Here, we have the opposite case, in which the completion rate of the control group does not follow a normal distribution, whereas it does for the test group. Here again, this suggests to use the Mann-Whitney U test.
from scipy.stats import mannwhitneyu
# prepare the data for hypothesis testing
control_data['conversion_rate'] = conversion_rate_control
test_data['conversion_rate'] = conversion_rate_test
control_data['completion_rate'] = completion_rate_control
test_data['completion_rate'] = completion_rate_test
# fill missing values with 0
control_data.fillna(0, inplace=True)
test_data.fillna(0, inplace=True)
# Function to perform statistical tests and return results
def perform_whitney_u_test(control_data, test_data, metric_name):
control_metric = control_data[metric_name]
test_metric = test_data[metric_name]
mean_control = control_metric.mean()
mean_test = test_metric.mean()
stat, p_value = mannwhitneyu(control_metric, test_metric)
print(f'Mann-Whitney U Test for {metric_name}:')
print(f'U-statistic: {stat}, p-value: {p_value}')
if p_value < 0.05:
print(f'The difference in {metric_name} between control and test groups is statistically significant.')
else:
print(f'The difference in {metric_name} between control and test groups is not statistically significant.')
# Plot distributions
plt.figure(figsize=(10, 5))
sns.kdeplot(control_metric, label='Control', fill=True, color='skyblue', alpha=0.5)
sns.kdeplot(test_metric, label='Test', fill=True, color='salmon', alpha=0.5)
plt.axvline(mean_control, color='blue', linestyle='--', linewidth=1, alpha=0.4)
plt.axvline(mean_test, color='red', linestyle='--', linewidth=1, alpha=0.4)
plt.title(f'Distribution of {metric_name} (Mann–Whitney U Test)', fontsize=14)
plt.xlabel(metric_name)
plt.ylabel('Density')
plt.legend()
plt.text(x=0.05, y=plt.ylim()[1]*0.9, s=f'p = {p_value:.4f}', fontsize=12, bbox=dict(boxstyle='round', facecolor='white', edgecolor='gray'))
plt.grid(True, linestyle='--', alpha=0.4)
plt.tight_layout()
plt.show()
# Perform Hypothesis testing for # of Purchases
perform_whitney_u_test(control_data, test_data, '# of Purchase')
Mann-Whitney U Test for # of Purchase: U-statistic: 439.0, p-value: 0.8766246981054522 The difference in # of Purchase between control and test groups is not statistically significant.
# Perform Hypothesis testing for conversion rate
perform_whitney_u_test(control_data, test_data, 'conversion_rate')
Mann-Whitney U Test for conversion_rate: U-statistic: 527.0, p-value: 0.25805149508623626 The difference in conversion_rate between control and test groups is not statistically significant.
# Perform Hypothesis testing for completion rate
perform_whitney_u_test(control_data, test_data, 'completion_rate')
Mann-Whitney U Test for completion_rate: U-statistic: 185.0, p-value: 9.211268793716519e-05 The difference in completion_rate between control and test groups is statistically significant.
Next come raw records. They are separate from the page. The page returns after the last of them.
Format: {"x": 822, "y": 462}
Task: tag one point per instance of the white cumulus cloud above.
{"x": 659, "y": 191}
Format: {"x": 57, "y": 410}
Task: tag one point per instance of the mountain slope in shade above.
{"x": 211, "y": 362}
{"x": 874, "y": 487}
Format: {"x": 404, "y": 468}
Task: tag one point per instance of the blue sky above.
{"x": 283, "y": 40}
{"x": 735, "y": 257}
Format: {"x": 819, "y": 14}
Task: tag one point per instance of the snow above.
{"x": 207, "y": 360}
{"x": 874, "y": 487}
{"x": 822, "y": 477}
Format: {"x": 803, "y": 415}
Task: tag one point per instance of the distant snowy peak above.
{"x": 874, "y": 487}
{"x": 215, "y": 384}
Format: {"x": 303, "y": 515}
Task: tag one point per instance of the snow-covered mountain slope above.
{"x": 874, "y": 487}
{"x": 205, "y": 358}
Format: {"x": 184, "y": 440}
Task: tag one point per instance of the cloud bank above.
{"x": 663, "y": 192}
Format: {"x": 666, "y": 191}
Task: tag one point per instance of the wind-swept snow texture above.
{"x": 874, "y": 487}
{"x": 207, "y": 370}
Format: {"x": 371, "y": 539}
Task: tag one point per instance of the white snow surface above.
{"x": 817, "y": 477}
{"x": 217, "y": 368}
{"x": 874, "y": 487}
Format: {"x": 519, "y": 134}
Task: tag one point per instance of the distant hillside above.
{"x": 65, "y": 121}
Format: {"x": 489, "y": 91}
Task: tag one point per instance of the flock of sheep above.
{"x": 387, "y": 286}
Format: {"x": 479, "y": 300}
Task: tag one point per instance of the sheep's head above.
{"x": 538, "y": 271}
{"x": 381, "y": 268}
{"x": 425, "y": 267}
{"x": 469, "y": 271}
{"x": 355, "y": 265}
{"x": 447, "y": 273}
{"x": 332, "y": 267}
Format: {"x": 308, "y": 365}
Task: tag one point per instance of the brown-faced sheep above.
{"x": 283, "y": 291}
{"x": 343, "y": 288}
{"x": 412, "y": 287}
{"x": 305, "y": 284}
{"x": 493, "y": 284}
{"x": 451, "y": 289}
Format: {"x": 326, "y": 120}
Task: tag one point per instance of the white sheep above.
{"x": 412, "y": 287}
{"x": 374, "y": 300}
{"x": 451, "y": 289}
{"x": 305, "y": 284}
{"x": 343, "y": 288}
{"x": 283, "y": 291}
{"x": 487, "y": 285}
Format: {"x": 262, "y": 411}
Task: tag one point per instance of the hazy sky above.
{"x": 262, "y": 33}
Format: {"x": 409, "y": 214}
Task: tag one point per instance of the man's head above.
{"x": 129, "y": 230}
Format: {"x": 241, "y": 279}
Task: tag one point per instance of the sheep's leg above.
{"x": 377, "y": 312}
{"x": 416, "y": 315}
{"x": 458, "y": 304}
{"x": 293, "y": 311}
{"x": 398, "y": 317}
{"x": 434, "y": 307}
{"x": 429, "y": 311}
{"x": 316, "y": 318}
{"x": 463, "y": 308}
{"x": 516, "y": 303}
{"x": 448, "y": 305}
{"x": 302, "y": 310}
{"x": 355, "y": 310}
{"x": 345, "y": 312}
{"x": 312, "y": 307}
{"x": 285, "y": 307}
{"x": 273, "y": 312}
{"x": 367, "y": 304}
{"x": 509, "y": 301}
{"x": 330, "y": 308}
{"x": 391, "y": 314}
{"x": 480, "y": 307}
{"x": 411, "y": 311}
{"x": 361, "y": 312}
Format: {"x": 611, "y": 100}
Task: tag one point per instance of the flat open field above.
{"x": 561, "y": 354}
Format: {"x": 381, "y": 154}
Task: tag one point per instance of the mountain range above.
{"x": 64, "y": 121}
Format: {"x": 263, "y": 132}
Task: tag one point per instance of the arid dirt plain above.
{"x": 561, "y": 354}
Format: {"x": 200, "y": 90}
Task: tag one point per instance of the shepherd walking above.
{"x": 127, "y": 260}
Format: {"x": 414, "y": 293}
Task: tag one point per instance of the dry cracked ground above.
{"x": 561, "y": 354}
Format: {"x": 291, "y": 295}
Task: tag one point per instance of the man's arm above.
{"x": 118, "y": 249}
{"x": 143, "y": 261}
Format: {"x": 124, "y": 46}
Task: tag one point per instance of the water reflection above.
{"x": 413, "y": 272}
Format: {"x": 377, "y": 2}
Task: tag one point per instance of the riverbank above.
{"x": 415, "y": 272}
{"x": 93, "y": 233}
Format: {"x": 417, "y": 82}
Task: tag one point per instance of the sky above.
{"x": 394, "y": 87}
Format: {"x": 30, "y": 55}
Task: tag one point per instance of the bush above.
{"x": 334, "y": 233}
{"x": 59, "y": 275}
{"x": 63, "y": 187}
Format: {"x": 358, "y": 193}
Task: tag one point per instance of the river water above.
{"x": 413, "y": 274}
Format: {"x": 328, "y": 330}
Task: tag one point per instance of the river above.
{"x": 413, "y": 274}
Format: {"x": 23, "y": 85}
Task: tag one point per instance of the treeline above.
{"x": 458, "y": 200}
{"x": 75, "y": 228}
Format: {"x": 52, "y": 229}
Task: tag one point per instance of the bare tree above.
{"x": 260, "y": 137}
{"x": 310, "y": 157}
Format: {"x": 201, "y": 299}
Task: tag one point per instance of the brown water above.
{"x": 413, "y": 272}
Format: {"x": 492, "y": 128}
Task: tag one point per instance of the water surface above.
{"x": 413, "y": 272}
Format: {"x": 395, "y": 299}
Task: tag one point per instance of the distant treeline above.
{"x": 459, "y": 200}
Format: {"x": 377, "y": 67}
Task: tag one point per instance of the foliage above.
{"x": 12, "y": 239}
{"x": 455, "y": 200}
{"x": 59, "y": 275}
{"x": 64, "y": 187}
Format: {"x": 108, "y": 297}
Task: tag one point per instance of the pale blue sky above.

We were able to detect a significant difference
between control and test group in only one of the investigated metrics: Completion Rate
. In other words, the treatment significantly increased the completion rate, which means that customers in the treatment group went through with purchasing the items added to their cart more frequently than in the control group, which received no treatment.
There was no significant difference
between control and treatment group in the conversion rate
and the number of purchases
. Hence, no effect of the treatment onto these metrics can be assumed at this point.